Gericht: Oberlandesgericht Düsseldorf
Beschluss verkündet am 24.06.2009
Aktenzeichen: I-3 Wx 33/09
Rechtsgebiete: PStG, EGBGB, StAG, BGB, GG, FGG


Vorschriften:

PStG § 47 Abs. 1 Satz 1
PStG § 48
EGBGB Art. 10 Abs. 1
StAG § 4 Abs. 3
BGB § 1626 Abs. 1 Satz 1
GG Art. 2
FGG § 12
1. Die rechtliche Zulässigkeit der Eintragung des geschlechtsneutralen türkischen Vornamens "Erva" für einen Jungen ohne Beilegung eines das Geschlecht eindeutig kennzeichnenden weiteren Vornamens hängt davon ab, ob "Erva" in der Türkei ein gebräuchlicher Vorname für Mädchen ist.

2. Stellt sich (hierzu sind von der Tatsacheninstanz noch ergänzende Feststellungen zu treffen) heraus, dass "Erva" in der Türkei ein gebräuchlicher Vorname von Mädchen ist, so war die Eintragung allein dieses Vornamens rechtlich unzulässig, wurde das Namensbestimmungsrecht der Eltern nicht rechtswirksam ausgeübt und kann ein zulässiger Vorname für den Jungen (hier: "Efe") antragsgemäß im Wege der Berichtigung eingetragen werden.


OBERLANDESGERICHT DÜSSELDORF BESCHLUSS

I-3 Wx 33/09

In der Personenstandssache

hat der 3. Zivilsenat des Oberlandesgerichts Düsseldorf auf die weitere Beschwerde der Beschwerdeführer gegen den Beschluss der 12. Zivilkammer des Landgerichts Duisburg vom 16. Januar 2008 (richtig 2009) unter Mitwirkung des Vorsitzenden Richters am Oberlandesgericht G. und der Richter am Oberlandesgericht D. v.

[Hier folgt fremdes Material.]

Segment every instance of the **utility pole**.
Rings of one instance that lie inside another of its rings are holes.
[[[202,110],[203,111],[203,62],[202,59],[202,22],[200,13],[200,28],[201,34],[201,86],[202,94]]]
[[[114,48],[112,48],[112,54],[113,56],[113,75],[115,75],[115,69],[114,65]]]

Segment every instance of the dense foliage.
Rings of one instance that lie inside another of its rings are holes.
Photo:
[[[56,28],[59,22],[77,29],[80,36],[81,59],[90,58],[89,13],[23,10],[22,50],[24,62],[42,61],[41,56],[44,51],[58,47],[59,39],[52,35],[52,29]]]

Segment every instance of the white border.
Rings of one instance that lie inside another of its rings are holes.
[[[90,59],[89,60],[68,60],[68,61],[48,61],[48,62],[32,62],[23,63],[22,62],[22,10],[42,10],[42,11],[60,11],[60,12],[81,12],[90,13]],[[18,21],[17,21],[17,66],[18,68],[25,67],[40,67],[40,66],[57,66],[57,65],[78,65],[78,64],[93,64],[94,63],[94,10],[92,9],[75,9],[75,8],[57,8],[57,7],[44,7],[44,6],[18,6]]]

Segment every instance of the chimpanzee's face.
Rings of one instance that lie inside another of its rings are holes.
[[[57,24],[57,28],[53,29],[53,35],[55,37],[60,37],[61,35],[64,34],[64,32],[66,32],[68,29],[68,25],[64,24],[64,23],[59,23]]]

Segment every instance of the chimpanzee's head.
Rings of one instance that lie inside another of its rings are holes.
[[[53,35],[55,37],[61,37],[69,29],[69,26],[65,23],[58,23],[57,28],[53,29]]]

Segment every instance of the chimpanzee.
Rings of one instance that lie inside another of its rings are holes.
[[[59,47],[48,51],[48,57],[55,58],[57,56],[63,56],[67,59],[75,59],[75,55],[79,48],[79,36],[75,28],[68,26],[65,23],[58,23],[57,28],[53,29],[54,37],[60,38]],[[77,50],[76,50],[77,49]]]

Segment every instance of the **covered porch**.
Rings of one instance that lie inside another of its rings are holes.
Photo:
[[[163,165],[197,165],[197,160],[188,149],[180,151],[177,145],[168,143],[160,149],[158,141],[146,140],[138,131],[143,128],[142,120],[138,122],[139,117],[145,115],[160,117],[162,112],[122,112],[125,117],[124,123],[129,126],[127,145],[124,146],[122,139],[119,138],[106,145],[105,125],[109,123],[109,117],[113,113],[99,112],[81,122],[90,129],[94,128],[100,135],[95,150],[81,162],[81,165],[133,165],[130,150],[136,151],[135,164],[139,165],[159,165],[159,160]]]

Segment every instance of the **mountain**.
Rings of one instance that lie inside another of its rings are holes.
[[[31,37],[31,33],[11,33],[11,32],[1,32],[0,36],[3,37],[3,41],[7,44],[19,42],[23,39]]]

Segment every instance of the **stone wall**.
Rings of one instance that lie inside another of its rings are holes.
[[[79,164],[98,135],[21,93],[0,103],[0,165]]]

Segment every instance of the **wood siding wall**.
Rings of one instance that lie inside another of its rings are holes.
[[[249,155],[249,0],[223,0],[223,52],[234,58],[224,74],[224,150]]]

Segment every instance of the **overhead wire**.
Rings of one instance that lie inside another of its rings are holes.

W.

am 24. Juni 2009

beschlossen:

Tenor:

Auf das Rechtsmittel werden die angefochtene Entscheidung des Landgerichts und der zugrunde liegende Beschluss des Amtsgerichts aufgehoben.

Die Sache wird zur erneuten Behandlung und Entscheidung an das Amtsgericht zurückverwiesen.

Wert des Beschwerdegegenstandes: 3.000,- Euro.

Gründe:

I.

Die Beteiligten zu 1 und 2, die die türkische Staatsangehörigkeit besitzen, sind die Eltern des betroffenen minderjährigen Kindes, das nach § 4 Abs. 3 StAG die deutsche Staatsangehörigkeit erworben hat. Als Vornamen des Kindes gaben die Beteiligten zu 1 und 2 in der Geburtsanzeige den Namen "Erva" an, der am 21. April 2008 in das Geburtenbuch eingetragen wurde.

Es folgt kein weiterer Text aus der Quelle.